What a Supply Chain Safe Programming Language looks like

The goal of a supply chain safe programming language is to isolate components of a program by default. Rather than leaving supply chain safety outside the scope of the language, the language should allow components to be integrated with strong guarantees about what effects they can have on each other. There may be practical reasons to offer an escape hatch to unsafe behavior, but the default needs to be safe.

At what level of granularity should isolation operate? I think modules are too coarse grained because they are often collections of functions that perform very different types of computation requiring different levels of access to resources. The level of granularity should at least go down to the function level within a component, although even achieving module-level granularity would be a major improvement over today's standards.

An example is that a hash table lookup function should be unable to connect to the internet.

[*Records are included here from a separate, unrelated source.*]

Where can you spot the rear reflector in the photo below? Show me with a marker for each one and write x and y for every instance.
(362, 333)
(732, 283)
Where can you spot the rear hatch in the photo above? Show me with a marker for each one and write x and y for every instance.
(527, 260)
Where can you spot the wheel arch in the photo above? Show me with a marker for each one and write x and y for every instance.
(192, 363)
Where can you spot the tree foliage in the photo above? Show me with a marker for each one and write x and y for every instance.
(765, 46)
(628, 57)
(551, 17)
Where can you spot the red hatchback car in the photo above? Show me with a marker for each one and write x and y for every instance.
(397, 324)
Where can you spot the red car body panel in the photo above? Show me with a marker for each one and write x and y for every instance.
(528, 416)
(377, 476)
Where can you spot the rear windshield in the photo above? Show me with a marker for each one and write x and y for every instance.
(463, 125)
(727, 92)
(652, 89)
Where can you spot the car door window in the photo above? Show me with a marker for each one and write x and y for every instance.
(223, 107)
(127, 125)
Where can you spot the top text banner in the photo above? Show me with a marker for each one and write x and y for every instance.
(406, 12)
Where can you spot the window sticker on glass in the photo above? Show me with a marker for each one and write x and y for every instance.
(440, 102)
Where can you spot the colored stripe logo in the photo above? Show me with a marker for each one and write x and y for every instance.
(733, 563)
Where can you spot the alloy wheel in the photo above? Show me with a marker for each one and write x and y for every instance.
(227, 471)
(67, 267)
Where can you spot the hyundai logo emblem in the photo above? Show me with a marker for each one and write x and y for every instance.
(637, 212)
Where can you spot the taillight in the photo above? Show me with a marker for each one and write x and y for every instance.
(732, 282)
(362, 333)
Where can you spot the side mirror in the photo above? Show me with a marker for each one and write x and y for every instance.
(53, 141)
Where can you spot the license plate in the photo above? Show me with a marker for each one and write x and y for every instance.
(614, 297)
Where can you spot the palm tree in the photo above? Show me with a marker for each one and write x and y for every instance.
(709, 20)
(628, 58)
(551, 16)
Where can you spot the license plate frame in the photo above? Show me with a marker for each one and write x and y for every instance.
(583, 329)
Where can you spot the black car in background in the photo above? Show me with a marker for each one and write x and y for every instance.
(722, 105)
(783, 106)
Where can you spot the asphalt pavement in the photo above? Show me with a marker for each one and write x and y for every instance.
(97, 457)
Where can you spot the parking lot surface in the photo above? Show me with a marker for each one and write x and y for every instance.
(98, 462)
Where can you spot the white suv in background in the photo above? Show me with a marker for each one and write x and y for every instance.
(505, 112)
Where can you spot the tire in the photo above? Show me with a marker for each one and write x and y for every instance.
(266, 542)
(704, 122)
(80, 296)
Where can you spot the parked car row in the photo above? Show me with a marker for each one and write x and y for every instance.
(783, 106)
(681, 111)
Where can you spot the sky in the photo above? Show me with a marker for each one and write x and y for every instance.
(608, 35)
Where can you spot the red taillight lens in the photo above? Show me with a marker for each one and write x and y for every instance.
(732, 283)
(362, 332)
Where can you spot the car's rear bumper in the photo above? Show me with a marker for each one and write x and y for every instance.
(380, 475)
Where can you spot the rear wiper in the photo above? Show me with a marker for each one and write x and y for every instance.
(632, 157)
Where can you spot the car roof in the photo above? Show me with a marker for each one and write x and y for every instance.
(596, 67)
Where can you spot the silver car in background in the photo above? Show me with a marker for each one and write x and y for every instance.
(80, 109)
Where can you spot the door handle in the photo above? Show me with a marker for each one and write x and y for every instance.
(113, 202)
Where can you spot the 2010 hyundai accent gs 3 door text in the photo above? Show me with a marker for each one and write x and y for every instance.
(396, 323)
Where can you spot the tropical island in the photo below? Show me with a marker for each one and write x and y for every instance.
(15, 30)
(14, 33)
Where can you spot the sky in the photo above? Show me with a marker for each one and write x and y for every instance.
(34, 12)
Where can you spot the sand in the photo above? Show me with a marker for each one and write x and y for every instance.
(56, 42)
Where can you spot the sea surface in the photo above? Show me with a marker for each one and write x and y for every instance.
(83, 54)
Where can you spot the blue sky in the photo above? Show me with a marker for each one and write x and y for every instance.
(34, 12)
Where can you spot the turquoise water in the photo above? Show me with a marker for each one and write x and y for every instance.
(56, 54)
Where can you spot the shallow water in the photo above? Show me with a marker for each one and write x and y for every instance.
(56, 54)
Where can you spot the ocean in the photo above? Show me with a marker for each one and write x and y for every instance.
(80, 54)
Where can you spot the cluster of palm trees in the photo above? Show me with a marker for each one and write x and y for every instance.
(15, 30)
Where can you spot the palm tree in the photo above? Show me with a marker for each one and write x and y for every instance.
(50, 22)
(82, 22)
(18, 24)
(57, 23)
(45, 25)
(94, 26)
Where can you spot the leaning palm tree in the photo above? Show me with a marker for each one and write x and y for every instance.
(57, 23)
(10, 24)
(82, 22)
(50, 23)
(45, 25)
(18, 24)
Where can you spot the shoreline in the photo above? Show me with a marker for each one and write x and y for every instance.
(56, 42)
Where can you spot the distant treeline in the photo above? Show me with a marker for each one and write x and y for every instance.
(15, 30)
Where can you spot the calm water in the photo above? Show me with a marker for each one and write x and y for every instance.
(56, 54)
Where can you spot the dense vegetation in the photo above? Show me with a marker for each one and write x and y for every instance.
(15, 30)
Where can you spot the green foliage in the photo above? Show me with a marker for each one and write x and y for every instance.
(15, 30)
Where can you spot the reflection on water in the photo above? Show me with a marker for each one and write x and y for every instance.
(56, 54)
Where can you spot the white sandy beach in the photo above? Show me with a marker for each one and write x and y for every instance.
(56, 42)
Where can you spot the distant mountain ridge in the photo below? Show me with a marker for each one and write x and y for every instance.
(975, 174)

That way the function can be used without fear of it becoming a liability if it contains bugs or its source code is manipulated by an attacker.

A well-known problem in programming language security is that the majority of languages expose ambient capabilities to all components in a program. Ambient capabilities provide access to resources that are not explicitly passed in to the component. Think of a file descriptor in a POSIX process that is available to any function in the program, including a string compare function that has no business manipulating file descriptors.

Capability-based security approaches are a solution to the ambient capabilities problem in languages today. Although mainstream programming languages do not offer capabilities as part of the language, there have been special-purpose and research languages that demonstrated that this approach works. In a type safe programming language with capability-based security it becomes possible to give components access to only those resources that they require. Usually type safety is the mechanism that prevents capabilities from being created out of thin air, although other approaches may be possible for dynamic languages. The type system will not allow a component to create itself a new capability that the component does not already possess.

Capability-based security addresses safety at runtime, but it does not address safety at compile time. If we want to compose programs from untrusted components then it is not possible to rely on today's build scripts, code generators, or macro systems. The problem is that they can be abused by a component to execute code in the context of another component.

Compile-time supply chain safety means isolating components so their code stays within their component. For example, a "leftpad" macro that pads a string literal with leading spaces would be unsafe if it can generate code that is compiled as part of the main program using the macro. Similarly, a build script for the leftpad module must not be able to affect or escape the build environment.

Macros, build scripts, code generators, and so on are powerful tools that programmers find valuable. The challenge for supply chain safe programming languages is to harness that power so that it remains convenient to use without endangering safety. One example solution is running build scripts in an isolated environment that cannot affect other components in the program. This way a component can take advantage of custom build-time behavior without endangering the program. However, it is unclear to me how far inter-component facilities like macros can be made safe, if at all.

Conclusion

I don't have the answers or even a prototype, but I think supply chain safe programming languages are an inevitability. Modern programs are composed of many third-party components yet we do not have effective techniques for confining components. Languages treat the entire program as trusted rather than as separate untrusted components that must be isolated.

Hopefully we will begin to see new mainstream programming languages emerge that are supply chain safe, not just memory safe!